In his latest memo, Oaktree’s Howard Marks outlines why he’s not calling the top of the market.
The California Public Employees’ Retirement System is prioritising lower-fee structures. The pension committed about $4.3 billion to PE between September and the end of January, of which only $900 million was via fund investments, sister title Buyouts reports. It committed $2 billion to five customised investment accounts and the remainder to co-investments. PE head Greg Ruiz, tasked with rebooting the $30.8 billion PE programme, told the investment committee last September that these structures would be the primary way to increase cost efficiency.
Its neighbour, the California State Teachers’ Retirement System, has done similar.
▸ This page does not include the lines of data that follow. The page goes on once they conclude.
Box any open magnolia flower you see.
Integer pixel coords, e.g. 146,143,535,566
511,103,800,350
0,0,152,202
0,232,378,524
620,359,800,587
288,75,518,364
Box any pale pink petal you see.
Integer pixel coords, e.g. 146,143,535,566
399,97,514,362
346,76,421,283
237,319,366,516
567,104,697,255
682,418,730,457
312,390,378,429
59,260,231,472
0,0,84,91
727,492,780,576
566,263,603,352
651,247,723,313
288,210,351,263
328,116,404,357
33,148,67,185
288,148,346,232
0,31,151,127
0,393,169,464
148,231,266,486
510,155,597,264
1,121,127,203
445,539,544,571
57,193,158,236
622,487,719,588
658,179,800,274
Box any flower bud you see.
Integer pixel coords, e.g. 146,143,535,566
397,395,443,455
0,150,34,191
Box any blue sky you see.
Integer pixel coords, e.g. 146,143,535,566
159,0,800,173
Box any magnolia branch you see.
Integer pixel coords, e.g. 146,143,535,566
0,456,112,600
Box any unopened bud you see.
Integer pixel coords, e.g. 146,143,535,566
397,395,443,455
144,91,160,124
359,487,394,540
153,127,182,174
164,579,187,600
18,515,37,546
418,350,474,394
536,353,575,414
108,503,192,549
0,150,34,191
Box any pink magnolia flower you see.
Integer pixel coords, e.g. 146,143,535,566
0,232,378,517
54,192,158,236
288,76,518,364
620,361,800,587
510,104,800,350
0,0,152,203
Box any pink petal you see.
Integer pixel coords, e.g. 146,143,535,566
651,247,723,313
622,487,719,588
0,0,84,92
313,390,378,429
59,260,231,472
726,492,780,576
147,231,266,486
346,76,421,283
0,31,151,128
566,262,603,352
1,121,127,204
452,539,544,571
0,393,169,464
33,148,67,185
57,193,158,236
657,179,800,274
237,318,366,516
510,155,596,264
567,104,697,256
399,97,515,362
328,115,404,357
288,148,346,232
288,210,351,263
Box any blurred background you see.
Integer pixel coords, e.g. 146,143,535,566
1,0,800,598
The fund committed $4.4 billion to PE in H2 2020, of which $2.2 billion went to direct co-investments or co-investment funds, as it looks to bring more investment capability in-house.
CalPERS on SPACs
Asked about the SPAC phenomenon at its investment committee meeting on Monday, CalPERS’ interim CIO Dan Bienvenue said the area was fraught with potential misalignment and governance issues. Steve McCourt of the pension’s investment consultant, Meketa, also noted that the vehicles were adding to pricing pressure in the private markets. His concerns may be justified: half of the capital raised for SPACs is chasing the same deals as buyout shops, per Bain & Co.
Though the strategy has yet to take off in Europe, industry participants expect a busier 2021 for SPACs in the region, PEI reports. Here are some key takeaways:
- UK listing requirements that render the market unsuitable for SPACs are under government review and could be tweaked.
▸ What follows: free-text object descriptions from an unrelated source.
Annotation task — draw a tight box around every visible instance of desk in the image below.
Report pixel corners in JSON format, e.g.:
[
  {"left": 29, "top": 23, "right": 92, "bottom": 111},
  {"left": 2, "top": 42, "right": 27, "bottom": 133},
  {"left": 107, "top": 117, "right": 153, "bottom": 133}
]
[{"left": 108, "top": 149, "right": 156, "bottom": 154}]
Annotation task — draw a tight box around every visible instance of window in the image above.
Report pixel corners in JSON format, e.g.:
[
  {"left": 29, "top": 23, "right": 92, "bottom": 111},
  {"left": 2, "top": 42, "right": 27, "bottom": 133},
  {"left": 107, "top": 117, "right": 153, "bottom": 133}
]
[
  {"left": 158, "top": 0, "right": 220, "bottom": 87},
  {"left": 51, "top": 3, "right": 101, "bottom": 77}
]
- Amsterdam will be London’s biggest rival for SPAC market share thanks to a capital market-friendly reputation and US-style listing rules.
- SPACs are also pricing in Paris and Frankfurt, with the Nordics another potential contender.
More spinout news
Hamilton Lane‘s Brazil team spun out last summer and is set to launch a secondaries fund, sister title Secondaries Investor reports. Signal Capital is seeking $400 million for the fund, which will target LP stakes and GP-led deals in the Brazilian market. It is also planning to partner with global secondaries firms to help them carry out due diligence and monitor GP-led investments in the region.
LatAm warms to PE
An unusually high proportion of CD&R‘s latest buyout fund came from Latin American investors. LPs in the region committed $1.2 billion to Fund XI, which held its final close on $16 billion last month, per a Tuesday statement from advisory firm HMC Itajubá. Andean LPs accounted for 74 percent, with Brazil and Mexico contributing 16.6 percent and 9.3 percent respectively. A series of regulatory changes in recent years have bolstered LatAm pension appetites for alternative assets, as PEI explored in 2019.
Institution: Maine Public Employees Retirement System
Headquarters: Augusta, US
AUM: $16.6 billion
Allocation to alternatives: 46.1%
Maine Public Employees Retirement System approved $55 million of commitments to a pair of private equity funds at its March board meeting, a contact at the pension told Private Equity International.
The $16.6 billion US public pension has a 15 percent target allocation to private equity that currently stands at 17.6 percent.
MainePERS’ recent fund commitments have focused on North American funds, predominantly targeting investments in the TMT sector.